Danke schonmal. Und es wär recht wichtig das endlich mal hinzubekommen.


----------



## maza (10. Januar 2008)

Hi, machst du den Report mit IReport?
Auf der Sourceforge - Seite gibts einen Flashfilm wie erklärt wird korrekt einen Master mit einem Subreport zu erstellen.. falls das dir weiterhilft..wenn du das nur in html programmierst.. uha... da brauchst ja ewig...


----------



## maza (10. Januar 2008)

Aber ein Problem was mir grad einfällt.. du musst deinem Subreport einen oder mehrere Parameter übergeben.. sonst wirds nix..


----------



## wuida (10. Januar 2008)

Also zum ersten. Ja ich nehme iReport her und habe das meines Erachtens auch so gemacht wie es in dem tutorial gezeigt wird. 
Und zum zweiten. Was für Parameter muss ich denn übergeben wenn ich im Subreport weder ne Connection noch irgendwelche Parameter verwende?
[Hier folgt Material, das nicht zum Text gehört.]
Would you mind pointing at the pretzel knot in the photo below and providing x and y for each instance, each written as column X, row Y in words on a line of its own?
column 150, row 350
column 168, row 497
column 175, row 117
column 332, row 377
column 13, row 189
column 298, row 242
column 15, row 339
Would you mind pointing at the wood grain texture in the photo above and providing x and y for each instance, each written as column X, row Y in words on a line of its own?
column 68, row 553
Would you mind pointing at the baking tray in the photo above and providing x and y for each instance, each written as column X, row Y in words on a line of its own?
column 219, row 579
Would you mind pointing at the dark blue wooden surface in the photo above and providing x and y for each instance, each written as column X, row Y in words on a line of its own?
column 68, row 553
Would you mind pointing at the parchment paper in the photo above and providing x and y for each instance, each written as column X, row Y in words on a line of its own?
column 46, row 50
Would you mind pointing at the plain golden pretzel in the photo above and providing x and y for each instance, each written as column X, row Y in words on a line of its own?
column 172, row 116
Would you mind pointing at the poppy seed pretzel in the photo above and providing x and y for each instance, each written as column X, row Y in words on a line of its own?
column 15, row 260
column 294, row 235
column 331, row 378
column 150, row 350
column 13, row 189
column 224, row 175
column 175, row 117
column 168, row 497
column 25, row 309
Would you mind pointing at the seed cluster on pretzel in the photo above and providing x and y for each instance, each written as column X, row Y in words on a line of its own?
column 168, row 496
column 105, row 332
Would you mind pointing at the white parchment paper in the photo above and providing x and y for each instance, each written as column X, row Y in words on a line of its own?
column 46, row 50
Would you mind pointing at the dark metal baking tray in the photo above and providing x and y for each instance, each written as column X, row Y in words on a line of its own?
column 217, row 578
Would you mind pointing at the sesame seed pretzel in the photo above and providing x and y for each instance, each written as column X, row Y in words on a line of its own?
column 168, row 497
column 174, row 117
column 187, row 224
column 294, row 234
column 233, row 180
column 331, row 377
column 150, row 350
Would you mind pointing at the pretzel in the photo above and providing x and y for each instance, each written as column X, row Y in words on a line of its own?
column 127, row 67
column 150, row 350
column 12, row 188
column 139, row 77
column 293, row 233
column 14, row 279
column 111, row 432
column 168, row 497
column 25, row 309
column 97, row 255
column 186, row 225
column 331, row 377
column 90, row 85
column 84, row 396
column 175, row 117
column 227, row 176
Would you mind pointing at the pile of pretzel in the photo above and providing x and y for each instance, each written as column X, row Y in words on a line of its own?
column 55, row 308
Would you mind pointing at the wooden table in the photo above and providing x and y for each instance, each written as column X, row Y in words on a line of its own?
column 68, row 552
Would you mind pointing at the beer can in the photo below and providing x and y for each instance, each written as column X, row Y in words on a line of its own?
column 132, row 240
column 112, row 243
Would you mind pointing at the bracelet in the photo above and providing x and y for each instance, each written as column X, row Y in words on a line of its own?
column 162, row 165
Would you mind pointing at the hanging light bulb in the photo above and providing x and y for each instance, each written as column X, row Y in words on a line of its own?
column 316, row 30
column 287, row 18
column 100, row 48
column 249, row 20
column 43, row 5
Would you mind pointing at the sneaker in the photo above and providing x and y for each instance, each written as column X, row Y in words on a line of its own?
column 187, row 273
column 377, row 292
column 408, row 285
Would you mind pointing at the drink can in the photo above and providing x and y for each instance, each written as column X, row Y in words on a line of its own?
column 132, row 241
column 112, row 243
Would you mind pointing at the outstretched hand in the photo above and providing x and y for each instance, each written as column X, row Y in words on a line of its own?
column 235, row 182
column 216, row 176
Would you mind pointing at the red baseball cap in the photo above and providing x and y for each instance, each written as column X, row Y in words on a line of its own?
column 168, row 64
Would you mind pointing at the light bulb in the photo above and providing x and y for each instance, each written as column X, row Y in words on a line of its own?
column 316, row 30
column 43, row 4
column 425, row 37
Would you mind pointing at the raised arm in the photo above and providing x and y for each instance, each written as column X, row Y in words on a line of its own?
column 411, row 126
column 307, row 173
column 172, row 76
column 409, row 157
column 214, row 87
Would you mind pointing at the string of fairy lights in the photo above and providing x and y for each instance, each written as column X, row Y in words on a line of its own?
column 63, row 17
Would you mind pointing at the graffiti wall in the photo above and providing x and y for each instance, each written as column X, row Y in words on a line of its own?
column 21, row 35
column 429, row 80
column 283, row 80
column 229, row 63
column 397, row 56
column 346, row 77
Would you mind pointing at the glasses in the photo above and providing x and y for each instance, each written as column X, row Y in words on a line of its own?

Steh da echt n bisschen aufm Schlauch.
Und danke für die rasche Antwort.


----------



## maza (14. Januar 2008)

Also des Problem bei Ireport is das der Compiler mit der Fehleranalyse noch sehr ungenau is.
Aber du musst für jeden Subreport einen Parameter übergeben sonst gibt er nix aus.
Ein Beispiel:
Ich will für eine bestimmte Firma Daten anzeigen lassen. Dies mach ich über den PrimaryKey (z.b. cpy_nrid)
dann musst du erstens diesen Parameter an deinen Subreport weiterreichen. Dies machst du indem du auf den Subreport klickst dann auf "Subreport (anderer)" und dann unten im Reiter Subreport Paramter den Parameter reinschreibst.  Als Ausdruck verwendest du dann das Feld.. zb $F{cpy_nrid}
und dann musst du noch in deinem Subreport sheed bei Parametern genau diesen Parameter einfügen damit er den erkennt und zuweisen kann.
Und dann sollte noch im SQL-Statement z.b sowas stehn..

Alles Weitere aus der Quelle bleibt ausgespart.